A lot of menstruating people I spoke to reported other spooky symptoms. Pain that makes it hard to get out of bed; throwing up; fainting. (One guy I interviewed mentioned that his sister “always” faints on her period — “She’ll just pass out on the way to dinner. It’s really scary”). The latter concern is especially disturbing. I can confirm fainting is a strange phenomenon. Your hearing goes out first, your vision fades, you wake up on the floor with bruises forming under your skin. There are many places where it would be highly inconvenient, even dangerous, to spontaneously pass out (speaking from personal experience: a ski slope, a crowded Shake Shack, a medieval town). A few girls I know have spoken to their doctors about their concerns. They received noncommittal responses: taking Advil and hydrating may help.
I don’t recall being warned about many of the aforementioned symptoms of PMS; neither do most of my friends. The concept of PMS was introduced to me as a joke, an insult—but not as a condition with a string of symptoms, no real treatment and no known concrete causes. Disorienting: ignorance about your own body. Talking about it and writing about it — comparing experiences, making a few Google searches — does make the subject less perturbing, but in some ways I feel like I have more questions than I began with.
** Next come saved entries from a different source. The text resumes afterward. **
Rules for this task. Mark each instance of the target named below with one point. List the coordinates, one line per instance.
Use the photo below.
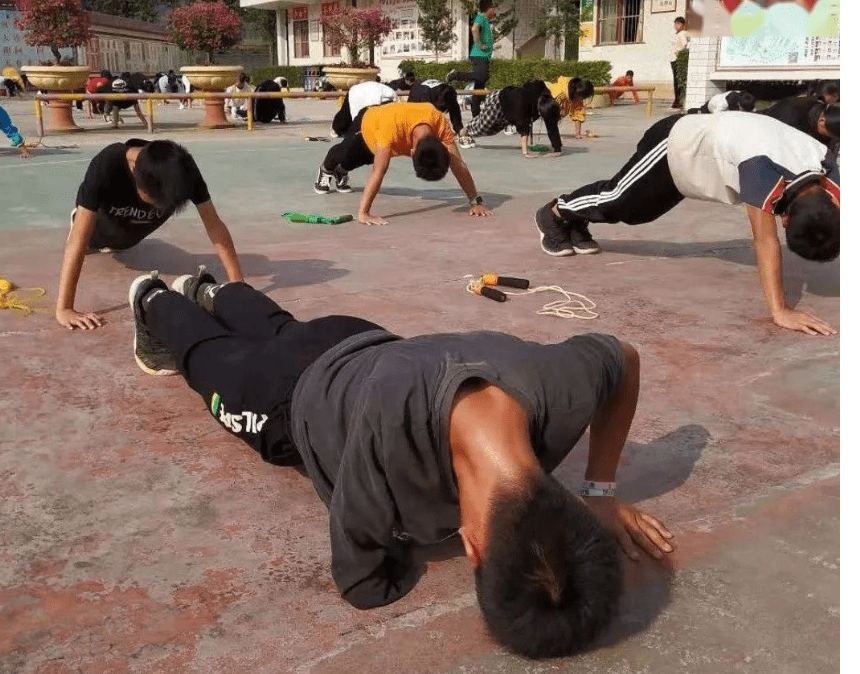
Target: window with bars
(619, 21)
(301, 43)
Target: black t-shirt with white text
(123, 218)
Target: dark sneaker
(193, 286)
(554, 232)
(149, 354)
(581, 240)
(323, 183)
(341, 181)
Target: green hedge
(295, 74)
(504, 72)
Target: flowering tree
(356, 29)
(53, 23)
(205, 26)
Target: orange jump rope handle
(506, 281)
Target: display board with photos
(778, 52)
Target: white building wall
(649, 59)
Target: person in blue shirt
(482, 50)
(13, 134)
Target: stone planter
(343, 78)
(58, 80)
(212, 78)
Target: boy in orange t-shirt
(381, 132)
(625, 81)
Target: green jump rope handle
(511, 282)
(294, 216)
(493, 294)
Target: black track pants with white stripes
(640, 192)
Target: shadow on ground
(171, 260)
(800, 275)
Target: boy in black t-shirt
(130, 189)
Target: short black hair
(166, 172)
(431, 159)
(551, 577)
(831, 120)
(813, 226)
(580, 88)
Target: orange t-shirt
(391, 126)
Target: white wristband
(590, 488)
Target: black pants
(343, 119)
(480, 75)
(640, 192)
(246, 359)
(676, 83)
(351, 152)
(444, 99)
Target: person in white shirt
(238, 107)
(680, 40)
(731, 158)
(359, 97)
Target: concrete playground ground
(137, 536)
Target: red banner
(329, 8)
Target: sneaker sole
(178, 284)
(567, 252)
(132, 291)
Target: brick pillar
(703, 64)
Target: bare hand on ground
(632, 527)
(368, 219)
(71, 319)
(798, 320)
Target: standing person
(380, 132)
(409, 442)
(130, 190)
(238, 107)
(482, 50)
(625, 80)
(12, 134)
(733, 157)
(571, 93)
(680, 40)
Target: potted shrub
(356, 30)
(55, 24)
(207, 27)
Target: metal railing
(216, 95)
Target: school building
(117, 44)
(631, 34)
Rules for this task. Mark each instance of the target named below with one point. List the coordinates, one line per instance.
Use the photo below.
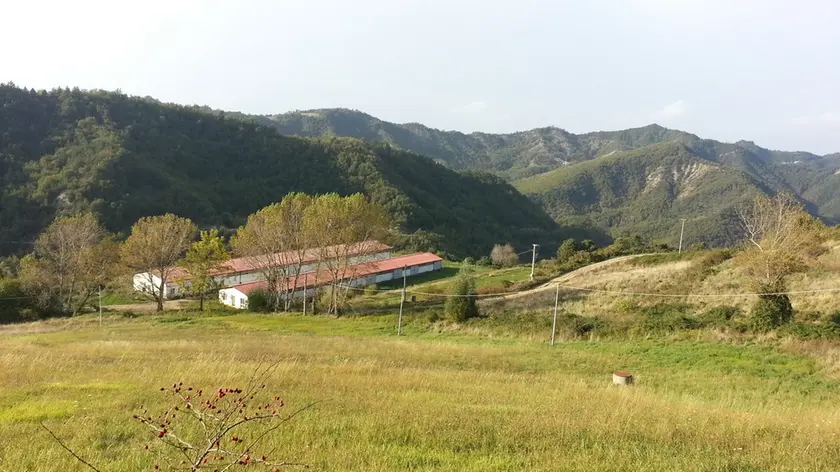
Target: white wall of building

As much as I want to say that horror movies about periods demonize a natural event in a vaguely problematic way, there does seem to be something there. Rather than blood, though, that “something” is perhaps the lack of attention and education on women’s health. PMS is often not covered in health class; there is essentially no research and funding directed towards investigating a condition which almost half of the population experiences. Amid this black hole, it’s easy to see where movie-inspiring myths spring out of, and why there’s such a unique, mind-bending stigma on the topic. The unknowable female body— boo.